A Aston Martin está preparando uma nova geração “revolucionária” de carros. Carros esportivos, SUVs, as obras. Eles pegarão a estrada antes do final desta década, rodando com configurações de gasolina híbrida moderada. Elétrica pura? Ainda não.
“Estamos desenvolvendo a nova geração… com um novo nível de trem de força e eletrônica incríveis.” — Adrian Hallmark
O plano é simples. Crie uma plataforma modular do zero. Compartilhe peças. Torne a vida mais fácil.
A estratégia da sala de máquinas
BEVs? Empurrado para a década de 2030 até que o mercado de luxo realmente desperte. Mas a combustão não está morta. Não exatamente.
Hallmark é pragmático em relação ao V12. Eles o ajustaram para atender aos regulamentos. Há uma brecha, lembra? Mantenha as vendas abaixo de 1.0.000 por ano e você evitará as proibições europeias até 2035. É assim que o Vanquish e os especiais hiperluxuosos como o One-77 mantêm sua coroa.

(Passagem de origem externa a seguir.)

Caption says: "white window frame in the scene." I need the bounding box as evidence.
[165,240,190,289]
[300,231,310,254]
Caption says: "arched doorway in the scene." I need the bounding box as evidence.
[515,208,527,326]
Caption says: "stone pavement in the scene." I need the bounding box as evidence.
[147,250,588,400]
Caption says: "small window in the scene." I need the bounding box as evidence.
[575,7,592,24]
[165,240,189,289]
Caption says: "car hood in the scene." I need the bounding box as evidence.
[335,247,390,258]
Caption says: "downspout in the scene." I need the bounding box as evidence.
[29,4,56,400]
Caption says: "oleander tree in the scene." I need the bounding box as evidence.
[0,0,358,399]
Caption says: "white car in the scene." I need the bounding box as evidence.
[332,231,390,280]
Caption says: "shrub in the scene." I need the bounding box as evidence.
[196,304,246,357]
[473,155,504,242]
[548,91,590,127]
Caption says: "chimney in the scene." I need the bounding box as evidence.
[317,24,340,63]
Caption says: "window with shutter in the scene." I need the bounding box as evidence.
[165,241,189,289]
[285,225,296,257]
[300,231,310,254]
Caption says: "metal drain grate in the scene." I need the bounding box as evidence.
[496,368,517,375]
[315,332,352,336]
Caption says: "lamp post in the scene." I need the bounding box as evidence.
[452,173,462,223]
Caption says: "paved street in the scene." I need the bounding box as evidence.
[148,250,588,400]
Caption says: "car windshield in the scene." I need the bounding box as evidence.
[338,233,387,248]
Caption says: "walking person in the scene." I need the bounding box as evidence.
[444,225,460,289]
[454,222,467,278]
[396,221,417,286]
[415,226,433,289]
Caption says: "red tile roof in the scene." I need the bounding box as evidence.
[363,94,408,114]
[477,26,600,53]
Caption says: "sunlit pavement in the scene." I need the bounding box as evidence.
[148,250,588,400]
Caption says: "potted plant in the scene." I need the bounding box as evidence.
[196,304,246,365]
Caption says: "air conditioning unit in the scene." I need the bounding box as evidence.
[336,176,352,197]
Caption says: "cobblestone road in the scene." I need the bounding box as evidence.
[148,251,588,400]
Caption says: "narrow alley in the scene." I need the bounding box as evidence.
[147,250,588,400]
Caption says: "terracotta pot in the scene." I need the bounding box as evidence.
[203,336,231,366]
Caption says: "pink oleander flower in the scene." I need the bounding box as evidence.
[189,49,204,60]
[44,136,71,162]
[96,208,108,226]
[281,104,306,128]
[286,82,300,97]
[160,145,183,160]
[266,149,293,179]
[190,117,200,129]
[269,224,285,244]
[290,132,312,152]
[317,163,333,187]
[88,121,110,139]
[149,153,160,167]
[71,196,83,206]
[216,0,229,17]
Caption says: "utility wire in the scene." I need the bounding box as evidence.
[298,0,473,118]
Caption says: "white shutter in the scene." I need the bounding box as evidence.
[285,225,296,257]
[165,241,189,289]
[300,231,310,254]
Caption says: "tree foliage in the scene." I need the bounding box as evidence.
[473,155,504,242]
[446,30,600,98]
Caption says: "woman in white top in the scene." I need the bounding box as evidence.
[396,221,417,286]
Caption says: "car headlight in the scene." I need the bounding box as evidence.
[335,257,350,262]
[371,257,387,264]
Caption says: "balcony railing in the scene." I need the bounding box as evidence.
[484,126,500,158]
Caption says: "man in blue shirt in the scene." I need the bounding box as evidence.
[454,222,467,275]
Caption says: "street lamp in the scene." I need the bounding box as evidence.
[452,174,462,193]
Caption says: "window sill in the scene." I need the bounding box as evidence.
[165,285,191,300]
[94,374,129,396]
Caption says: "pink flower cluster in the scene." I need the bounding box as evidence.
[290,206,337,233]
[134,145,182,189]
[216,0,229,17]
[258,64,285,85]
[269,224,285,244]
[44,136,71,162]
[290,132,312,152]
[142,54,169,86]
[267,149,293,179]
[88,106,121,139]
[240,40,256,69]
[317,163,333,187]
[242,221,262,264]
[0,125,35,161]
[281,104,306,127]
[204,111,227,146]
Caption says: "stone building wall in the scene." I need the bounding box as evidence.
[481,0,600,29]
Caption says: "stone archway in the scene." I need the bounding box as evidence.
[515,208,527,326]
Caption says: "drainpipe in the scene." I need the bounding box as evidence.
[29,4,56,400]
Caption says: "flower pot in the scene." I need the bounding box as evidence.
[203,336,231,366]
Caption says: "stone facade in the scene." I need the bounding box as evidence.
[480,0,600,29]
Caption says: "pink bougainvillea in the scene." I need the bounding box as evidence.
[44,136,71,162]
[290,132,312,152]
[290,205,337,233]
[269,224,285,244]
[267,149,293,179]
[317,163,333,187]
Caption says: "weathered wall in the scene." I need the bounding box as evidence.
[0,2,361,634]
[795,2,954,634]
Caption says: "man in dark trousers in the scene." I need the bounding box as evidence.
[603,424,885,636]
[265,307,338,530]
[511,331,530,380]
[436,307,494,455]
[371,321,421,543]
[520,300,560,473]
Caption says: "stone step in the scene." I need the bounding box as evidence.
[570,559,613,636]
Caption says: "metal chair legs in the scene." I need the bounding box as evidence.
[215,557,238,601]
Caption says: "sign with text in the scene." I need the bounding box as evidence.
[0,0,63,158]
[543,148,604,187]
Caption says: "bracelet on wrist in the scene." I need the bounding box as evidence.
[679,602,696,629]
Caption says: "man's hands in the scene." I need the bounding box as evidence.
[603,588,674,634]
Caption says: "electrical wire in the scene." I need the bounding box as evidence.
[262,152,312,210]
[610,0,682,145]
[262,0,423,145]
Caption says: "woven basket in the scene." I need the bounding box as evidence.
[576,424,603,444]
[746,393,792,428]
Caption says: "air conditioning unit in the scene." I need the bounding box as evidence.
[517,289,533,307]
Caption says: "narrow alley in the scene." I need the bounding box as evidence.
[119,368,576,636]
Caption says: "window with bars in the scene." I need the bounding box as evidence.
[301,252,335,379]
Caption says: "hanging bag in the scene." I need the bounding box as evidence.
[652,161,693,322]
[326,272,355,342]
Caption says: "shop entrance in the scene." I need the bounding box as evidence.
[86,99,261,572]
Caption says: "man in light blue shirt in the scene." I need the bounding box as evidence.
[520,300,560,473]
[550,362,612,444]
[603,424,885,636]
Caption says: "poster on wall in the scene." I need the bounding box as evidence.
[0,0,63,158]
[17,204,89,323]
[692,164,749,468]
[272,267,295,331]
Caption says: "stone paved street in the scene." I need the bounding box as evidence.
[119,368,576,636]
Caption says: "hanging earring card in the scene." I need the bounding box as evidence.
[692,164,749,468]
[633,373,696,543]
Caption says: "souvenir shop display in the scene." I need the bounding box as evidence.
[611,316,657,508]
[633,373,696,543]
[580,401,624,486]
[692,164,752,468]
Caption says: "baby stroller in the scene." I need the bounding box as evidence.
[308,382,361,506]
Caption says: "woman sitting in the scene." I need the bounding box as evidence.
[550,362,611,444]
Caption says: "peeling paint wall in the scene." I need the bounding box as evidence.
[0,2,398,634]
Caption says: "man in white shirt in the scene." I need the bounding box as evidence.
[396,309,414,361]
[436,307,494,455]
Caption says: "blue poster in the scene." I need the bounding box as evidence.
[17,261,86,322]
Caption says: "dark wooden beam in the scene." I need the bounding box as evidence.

Também não há híbridos plug-in. PHEV? Eles acrescentam peso e custo sem entregar as credenciais limpas prometidas pelos reguladores. A Hallmark chama isso de “imposto de complexidade”. Então, em vez disso, eles estão optando por um híbrido moderado de 48 V. Ajuda o ar-condicionado. Gira os turbos. Deixa o carro rodar em silêncio ocasionalmente.
“Não estamos delirando. Somos pragmáticos.”
Amigos como Mercedes
Bentley tem o bolso da Volkswagen para se apoiar. Aston Martin navega sozinho. Mas eles ainda compram ajuda.
O V12 biturbo 5.2L é seu próprio filho. Mas para todo o resto? É provável que continuem comprando. Eletrônica também. Eles aprenderam da maneira mais difícil. Colocar seu próprio infoentretenimento no sistema da Mercedes criou dores de cabeça.
A nova regra: não mexa no código principal. Basta consertar o hardware. A interface precisa sentir-se como Aston Martin. A aparência e o conjunto de manobra devem ser totalmente diferentes, mesmo que a casa de máquinas pareça familiar.
Atualmente, cerca de um terço dos componentes vem da Mercedes. Esse número aumentará. Mas mais da metade será construída internamente. A independência não tem penalidade, argumenta a Hallmark, desde que os fornecedores permaneçam competitivos.
Arquitetura como Revolução
A nova arquitetura é matemática. Preciso. Uma referência de 52 sistemas contra rivais.
“Esta será uma revolução no desempenho do veículo.”
Os corpos permanecem em alumínio. Ligado. Extrudado. Mas os métodos mais recentes prometem mais rigidez sem acrescentar muito peso. Pontos de suspensão mais rígidos. Direção mais nítida das rodas traseiras para os GTs.
A programação permanece ampla. Carros esportivos, DBX, o supercarro Valhalla, além de edições limitadas. Mas sob a pele, eles serão cada vez mais semelhantes. Mesma linha. Mesmo salão de montagem. Talvez até a mesma fábrica no País de Gales cuidando de tudo, desde a pintura até o parafuso final.
Hoje, corpos viajam de um lado para outro entre Gaydon e St Athan. É uma bagunça. É caro.
A Hallmark chama isso de “ineficiência”, que é outra palavra para oportunidade. Eles estão eliminando a podridão da cadeia de abastecimento para economizar quantias de dinheiro “revolucionárias”.
Isso é suficiente para sobreviver? Talvez.
Ou talvez seja apenas o suficiente para lhes comprar mais dez anos enquanto descobrem o que vem depois da gasolina.